Humbert and his dermatology colleagues (2006: http://www.ncbi.nlm.nih.gov/pubmed/16436335) wrote this about gluten and skin disease:
“Gluten sensitivity, with or without celiac disease symptoms and intestinal pathology, has been suggested as a potentially treatable cause of various diseases. There have been numerous reports linking celiac disease with several skin conditions.
Dermatitis herpetiformis is actually a skin manifestation of celiac disease. Autoimmune diseases, allergic diseases, psoriasis and miscellaneous diseases have also been described with gluten intolerance. Dermatologists should be familiar with the appraisal of gluten sensitive enteropathy and should be able to search for an underlying gluten intolerance. Serological screening by means of anti-gliadin AGA), anti-endomysial (EMA) and tissue-transglutaminase (tTG) antibodies should be performed.
Gluten intolerance gives rise to a variety of dermatological manifestations which may benefit from a gluten-free diet.”
This is an important statement. I have discovered that gluten intolerance is very common in children (and adults) with troublesome persistent eczema.

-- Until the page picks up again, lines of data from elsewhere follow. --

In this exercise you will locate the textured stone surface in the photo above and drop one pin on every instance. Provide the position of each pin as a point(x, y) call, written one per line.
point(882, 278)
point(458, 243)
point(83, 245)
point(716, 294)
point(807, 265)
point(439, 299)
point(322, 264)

It is certainly well worth looking for. In our clinic, after the age of two, gluten is the most common food trigger for eczema.
There is overwhelming medical research evidence that eczema/atopic dermatitis is closely associated with food allergy.
The more severe the eczema, and the younger the child, the more likely it is that food(s) is triggering the eczema.
In older children and adults gluten sensitivity needs to be considered.